The Off-Broadway Musical is an endangered species. The perfect storm of escalating real estate rents, union expectations, and production costs render producing commercial Off-Broadway musicals a dubious venture at best. Enter Triassic Parq, The Musical, the 2010 Award-Winning FringeNYC show for Best Musical, eager to please and ready to challenge the conventional wisdom.
Triassic Parq, The Musical satirizes the Jurassic Park theme park ride while exploring the emerging sexuality of its dinosaurs. The plot involves a genetic frog mutation that allows some of the all-female dinosaur tribe to become male and experiment with their sexuality (one could call it a blend of Spring Awakening and Silence! The Musical).
Add an estranged dinosaur family plot-line, wacky costumes, gender-bending casting, lots of dropped f-bombs, and you end up with an old-school student production, a clever downtown diversion, and typical fringe fare. The problem with Triassic Parq, The Musical as a legit Off-Broadway production is that there are no characters we particularly care for or identify with. The challenge of a piece about a fictional reality is to mount it in a way that engages the audience emotionally and/or intellectually. Triassic Parq, The Musical does neither. It is the kind of theatre that evaporates as soon as it’s seen.

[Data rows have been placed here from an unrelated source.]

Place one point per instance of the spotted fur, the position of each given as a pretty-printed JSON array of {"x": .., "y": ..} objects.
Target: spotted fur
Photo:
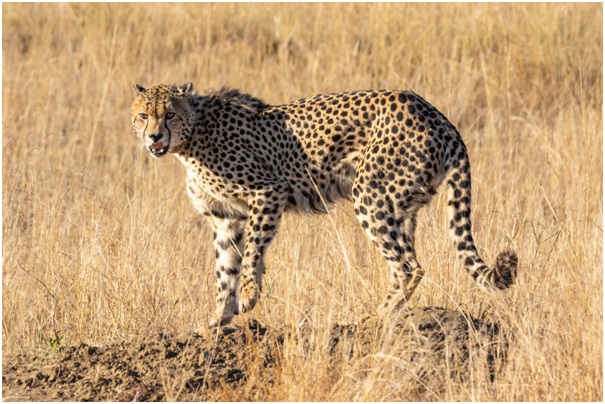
[{"x": 249, "y": 162}]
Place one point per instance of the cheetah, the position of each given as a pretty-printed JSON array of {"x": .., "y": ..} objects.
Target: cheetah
[{"x": 249, "y": 162}]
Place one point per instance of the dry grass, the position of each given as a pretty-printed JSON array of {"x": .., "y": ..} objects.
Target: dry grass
[{"x": 100, "y": 242}]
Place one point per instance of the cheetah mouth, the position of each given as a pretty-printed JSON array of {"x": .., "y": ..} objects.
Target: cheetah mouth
[{"x": 158, "y": 149}]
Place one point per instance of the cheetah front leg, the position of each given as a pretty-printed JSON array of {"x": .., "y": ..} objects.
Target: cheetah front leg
[
  {"x": 228, "y": 244},
  {"x": 265, "y": 216}
]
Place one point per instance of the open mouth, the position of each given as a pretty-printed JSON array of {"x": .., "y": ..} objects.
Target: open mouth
[{"x": 158, "y": 149}]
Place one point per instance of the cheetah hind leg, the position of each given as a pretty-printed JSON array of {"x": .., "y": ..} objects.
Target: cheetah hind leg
[
  {"x": 251, "y": 285},
  {"x": 392, "y": 232}
]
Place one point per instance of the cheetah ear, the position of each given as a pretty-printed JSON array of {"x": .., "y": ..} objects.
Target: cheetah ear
[
  {"x": 185, "y": 89},
  {"x": 139, "y": 89}
]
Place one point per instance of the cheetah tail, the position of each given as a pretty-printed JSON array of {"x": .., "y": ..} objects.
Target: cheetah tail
[{"x": 503, "y": 273}]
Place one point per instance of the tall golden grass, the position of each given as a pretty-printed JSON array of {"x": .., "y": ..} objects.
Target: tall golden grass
[{"x": 100, "y": 242}]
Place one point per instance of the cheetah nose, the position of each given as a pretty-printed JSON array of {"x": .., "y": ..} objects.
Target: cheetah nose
[{"x": 155, "y": 136}]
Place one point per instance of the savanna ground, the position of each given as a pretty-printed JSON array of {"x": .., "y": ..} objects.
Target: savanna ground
[{"x": 104, "y": 261}]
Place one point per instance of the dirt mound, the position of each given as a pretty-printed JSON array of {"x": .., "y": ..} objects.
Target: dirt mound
[{"x": 241, "y": 362}]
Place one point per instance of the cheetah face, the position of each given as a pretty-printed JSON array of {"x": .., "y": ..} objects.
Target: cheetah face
[{"x": 162, "y": 117}]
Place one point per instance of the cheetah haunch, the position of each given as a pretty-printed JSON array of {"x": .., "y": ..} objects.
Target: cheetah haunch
[{"x": 248, "y": 162}]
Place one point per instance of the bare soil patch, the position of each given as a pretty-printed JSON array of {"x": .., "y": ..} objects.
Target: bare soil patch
[{"x": 243, "y": 362}]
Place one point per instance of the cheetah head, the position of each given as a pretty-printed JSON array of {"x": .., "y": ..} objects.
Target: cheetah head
[{"x": 162, "y": 117}]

Acting the show’s high-camp sensibility with grace takes a skill level this acting ensemble can’t quite live up to. What they lack in acting chops, they make up for in enthusiasm and singing ability. Shelley Thomas and Claire Newman, as T-Rex 1 & 2, respectively, have some very funny unison bits, and Lee Seymour tries his best to sell the overly long running gag about Morgan Freeman, the narrator. Brandon Espinoza, as Mime-a-saurus, commits fully to hackneyed mime shtick and never lets the physical comedy get too tedious. Alex Wyse has the best songs and uses his strong vocal cords to full effect, but Wyse’s Velociprator of Innocence draws from his bag of tricks rather than create an original character from scratch. Ultimately, no one in the youthful cast seems able to transcend the stupidity of the material.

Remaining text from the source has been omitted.